Closed kristinaDek closed 3 years ago
Could you please provide a bit more info and, if possible the code to reproduce.
I will use example from https://django-environ.readthedocs.io/en/latest/tips.html#nested-lists:
'.env' file:
DJANGO_ADMINS=Blake:blake@cyb.org, Alice:alice@cyb.org,Juls:juls@cyb.org
if we do:
ADMINS = env.list('DJANGO_ADMINS')
ADMINS will look like:
['Blake:blake@cyb.org', ' Alice:alice@cyb.org', 'Juls:juls@cyb.org']

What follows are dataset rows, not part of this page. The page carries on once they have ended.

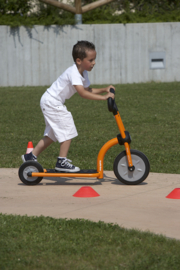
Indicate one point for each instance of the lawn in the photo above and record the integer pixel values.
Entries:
(32, 243)
(151, 114)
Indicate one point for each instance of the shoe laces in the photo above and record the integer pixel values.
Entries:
(66, 162)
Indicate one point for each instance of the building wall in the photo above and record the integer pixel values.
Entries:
(39, 55)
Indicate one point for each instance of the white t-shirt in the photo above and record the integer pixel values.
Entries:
(63, 88)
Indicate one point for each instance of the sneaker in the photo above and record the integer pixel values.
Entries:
(28, 157)
(64, 165)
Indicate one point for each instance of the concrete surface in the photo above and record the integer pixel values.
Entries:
(144, 207)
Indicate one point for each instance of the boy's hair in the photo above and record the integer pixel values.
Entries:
(80, 49)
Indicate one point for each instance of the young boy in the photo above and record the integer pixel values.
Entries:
(59, 121)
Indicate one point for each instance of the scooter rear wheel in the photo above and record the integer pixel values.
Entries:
(28, 167)
(140, 173)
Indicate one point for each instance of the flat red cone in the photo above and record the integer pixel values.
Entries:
(175, 194)
(86, 192)
(29, 148)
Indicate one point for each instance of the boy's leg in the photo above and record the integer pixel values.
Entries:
(42, 145)
(64, 148)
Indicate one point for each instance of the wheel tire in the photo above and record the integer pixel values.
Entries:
(140, 173)
(30, 166)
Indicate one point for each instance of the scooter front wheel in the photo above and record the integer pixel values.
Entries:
(29, 167)
(140, 173)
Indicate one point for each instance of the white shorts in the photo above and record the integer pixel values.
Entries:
(59, 122)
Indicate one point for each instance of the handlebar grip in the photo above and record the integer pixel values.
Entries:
(112, 90)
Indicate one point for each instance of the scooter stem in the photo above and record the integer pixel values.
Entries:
(102, 152)
(122, 132)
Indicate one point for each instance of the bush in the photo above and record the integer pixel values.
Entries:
(22, 12)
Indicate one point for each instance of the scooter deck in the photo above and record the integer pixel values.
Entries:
(54, 173)
(81, 171)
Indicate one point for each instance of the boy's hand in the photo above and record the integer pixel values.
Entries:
(109, 87)
(109, 95)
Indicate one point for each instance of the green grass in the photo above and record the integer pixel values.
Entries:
(47, 243)
(150, 113)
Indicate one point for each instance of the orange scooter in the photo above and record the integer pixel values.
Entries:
(131, 167)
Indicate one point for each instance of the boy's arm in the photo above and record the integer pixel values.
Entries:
(90, 95)
(99, 90)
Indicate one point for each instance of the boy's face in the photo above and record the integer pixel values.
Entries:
(88, 62)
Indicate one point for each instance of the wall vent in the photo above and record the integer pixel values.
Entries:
(157, 60)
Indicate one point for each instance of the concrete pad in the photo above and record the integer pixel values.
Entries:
(144, 207)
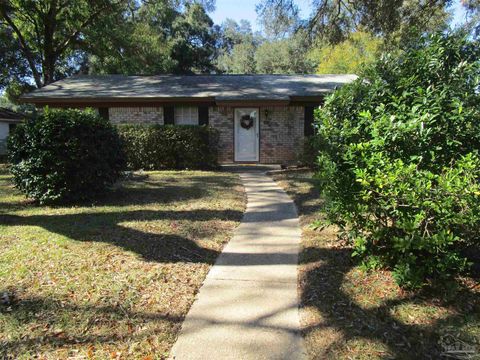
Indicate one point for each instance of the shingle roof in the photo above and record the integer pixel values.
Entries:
(219, 87)
(10, 115)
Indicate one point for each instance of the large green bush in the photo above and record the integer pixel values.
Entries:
(399, 159)
(65, 155)
(156, 147)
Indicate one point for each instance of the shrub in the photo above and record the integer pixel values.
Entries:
(156, 147)
(65, 155)
(399, 159)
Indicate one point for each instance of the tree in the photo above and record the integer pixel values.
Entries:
(395, 20)
(279, 19)
(399, 159)
(48, 34)
(238, 44)
(284, 56)
(193, 43)
(349, 56)
(157, 37)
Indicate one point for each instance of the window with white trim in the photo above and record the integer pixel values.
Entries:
(186, 115)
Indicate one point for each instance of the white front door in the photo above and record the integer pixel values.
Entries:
(246, 134)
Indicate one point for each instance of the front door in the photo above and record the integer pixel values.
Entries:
(246, 134)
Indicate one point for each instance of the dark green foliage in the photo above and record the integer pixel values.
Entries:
(155, 147)
(65, 155)
(400, 159)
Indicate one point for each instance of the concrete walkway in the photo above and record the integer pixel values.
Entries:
(247, 307)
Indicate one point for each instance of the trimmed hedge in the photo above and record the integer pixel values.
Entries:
(157, 147)
(65, 155)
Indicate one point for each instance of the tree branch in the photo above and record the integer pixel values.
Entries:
(61, 48)
(23, 45)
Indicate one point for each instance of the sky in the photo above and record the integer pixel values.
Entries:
(245, 9)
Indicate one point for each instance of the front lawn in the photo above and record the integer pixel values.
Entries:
(116, 278)
(350, 314)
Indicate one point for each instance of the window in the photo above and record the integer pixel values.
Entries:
(186, 115)
(103, 112)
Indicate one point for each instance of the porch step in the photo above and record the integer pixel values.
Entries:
(239, 167)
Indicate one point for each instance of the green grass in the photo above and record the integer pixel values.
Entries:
(113, 279)
(351, 314)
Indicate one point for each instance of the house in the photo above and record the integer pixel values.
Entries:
(260, 118)
(8, 120)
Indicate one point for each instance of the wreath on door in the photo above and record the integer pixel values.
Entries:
(246, 122)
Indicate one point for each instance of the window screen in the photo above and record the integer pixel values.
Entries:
(186, 115)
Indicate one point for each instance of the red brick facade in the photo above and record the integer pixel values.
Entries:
(281, 133)
(281, 129)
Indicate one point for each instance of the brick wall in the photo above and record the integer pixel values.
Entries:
(136, 115)
(281, 134)
(281, 131)
(221, 118)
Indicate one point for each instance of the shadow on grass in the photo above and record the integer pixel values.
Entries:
(112, 225)
(324, 280)
(340, 311)
(43, 316)
(106, 227)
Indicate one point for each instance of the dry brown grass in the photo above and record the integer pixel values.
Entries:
(351, 314)
(116, 278)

so you must take care when entering values (mind on space), env.list() will not strip it automatically
There are many approaches to getting a list of already processed email addresses without making a change to django-environ library. For example:
# Environment file
DJANGO_ADMINS="Blake <blake@cyb.org>, Alice Judge <alice@cyb.org>"
# settings.py file
from email.utils import parseaddr
from environ import environ
env = environ.Env(
# VAR=(casting, default value)
DJANGO_ADMINS=(list, []),
)
env.read_env(BASE_DIR / '.env')
def _parse_emails(environment_var):
"""Prepare a tuple of email tuples from the value of 'environment_var'."""
return tuple(parseaddr(email) for email in env(environment_var))
# A list of all the people who get code error notifications.
ADMINS = _parse_emails('DJANGO_ADMINS')
print(ADMINS)
# (('Blake', 'blake@cyb.org'), ('Alice Judge', 'alice@cyb.org'))
Sorry, but I'm not sure if we should include this into the library codebase. Instead of addresses, there may be something else where removing leading whitespace can be harmful.
Why does env.list() not doing stip also?